Ricky menyeringai. "Ya, Amara. Kita gali latar belakangnya. Cari apa pun yang bisa bikin dia tampak tidak layak jadi pendamping atau pengasuh Theodore. Skandal, masa lalu, mantan pacar, keluarga—semua."
Diana yang semula diam karena lemah, akhirnya angkat suara. Suaranya lirih, tapi menusuk. "Jangan ganggu perempuan itu."
Jessica terperanjat lalu melontarkan protes kepada Diana. "Kenapa Mami malah membela perempuan murahan itu? Apa Mami nggak mau melihatku bahagia?"
Diana memejamkan mata, air mata mengalir pelan di sudut matanya. "Perempuan itu ... menyelamatkan Theodore dengan ASInya. Jadi Mami mohon jangan balas kebaikannya dengan kejahatan."
Ricky tampak tertegun, namun hanya beberapa detik. "Mami belum tahu apa-apa soal perempuan itu. Papi yakin perempuan itu pasti punya tujuan lain."
Jessica mengepalkan tangan lalu menimpali omongan Ricky. "Mami terlalu lemah. Tujuan perempuan itu pasti ingin menjerat Mas Raymond. Dan aku tidak akan membiarkan hal itu terjadi."
Kelvin kembali duduk di kursinya, wajahnya tegang. "Sudah. Lebih baik kita sudahi dulu percakapan kita malam ini. Kasihan Mami cape dan butuh istirahat, aku juga besok harus datang ke kantor pagi-pagi untuk meeting."

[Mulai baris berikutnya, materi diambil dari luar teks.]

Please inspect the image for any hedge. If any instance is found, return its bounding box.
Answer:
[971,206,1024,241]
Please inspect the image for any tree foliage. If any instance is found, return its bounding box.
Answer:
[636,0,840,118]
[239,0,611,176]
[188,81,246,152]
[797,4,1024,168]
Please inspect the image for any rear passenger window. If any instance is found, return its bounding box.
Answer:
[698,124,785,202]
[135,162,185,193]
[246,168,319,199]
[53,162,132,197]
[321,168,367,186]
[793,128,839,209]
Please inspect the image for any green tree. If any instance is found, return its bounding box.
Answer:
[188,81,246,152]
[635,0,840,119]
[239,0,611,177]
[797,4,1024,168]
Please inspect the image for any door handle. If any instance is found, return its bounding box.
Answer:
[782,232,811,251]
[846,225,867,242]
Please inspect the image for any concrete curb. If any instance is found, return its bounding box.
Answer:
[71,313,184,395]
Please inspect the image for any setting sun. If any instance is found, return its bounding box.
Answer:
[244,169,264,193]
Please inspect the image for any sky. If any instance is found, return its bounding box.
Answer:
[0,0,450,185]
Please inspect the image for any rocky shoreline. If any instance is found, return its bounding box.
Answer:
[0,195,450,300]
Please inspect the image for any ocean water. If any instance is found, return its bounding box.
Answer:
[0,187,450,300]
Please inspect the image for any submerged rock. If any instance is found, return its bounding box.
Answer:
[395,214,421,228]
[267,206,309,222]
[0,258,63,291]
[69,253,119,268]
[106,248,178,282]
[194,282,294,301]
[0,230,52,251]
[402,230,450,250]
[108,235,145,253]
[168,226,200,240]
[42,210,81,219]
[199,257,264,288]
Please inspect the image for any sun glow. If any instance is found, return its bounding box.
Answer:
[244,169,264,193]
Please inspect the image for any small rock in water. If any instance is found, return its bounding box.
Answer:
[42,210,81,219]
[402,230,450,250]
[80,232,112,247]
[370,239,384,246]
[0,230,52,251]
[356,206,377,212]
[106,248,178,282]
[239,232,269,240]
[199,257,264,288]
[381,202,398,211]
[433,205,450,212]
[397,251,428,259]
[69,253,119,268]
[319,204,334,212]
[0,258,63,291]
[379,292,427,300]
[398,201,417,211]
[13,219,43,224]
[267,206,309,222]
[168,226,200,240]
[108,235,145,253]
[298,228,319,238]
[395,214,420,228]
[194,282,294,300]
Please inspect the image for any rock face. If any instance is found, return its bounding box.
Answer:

Hening tercipta tak lama sesudahnya. Senua orang larut dalam lamunannya, sebelum akhirnya Kelvin bertanya kepada Jessica.
"Jess. Kamu mau pulang atau tetap di sini?"
"Aku mau tetap di sini. Sebaiknya Papi dan Mas Kelvin pulang sekarang," ucap Jessica yang kini sibuk dengan ponselnya.
"Kalau begitu, tolong jaga Mami yang benar. Jangan teledor," ucap Kelvin yang membuat Jessica berdecak kesal.
"Iya bawel. Sana pulang," sahut Jessica sembari mengibaskan tangan ke arah Kelvin.
Sepeninggal ayah dan kakaknya, Jessica langsung menyeringai sinis.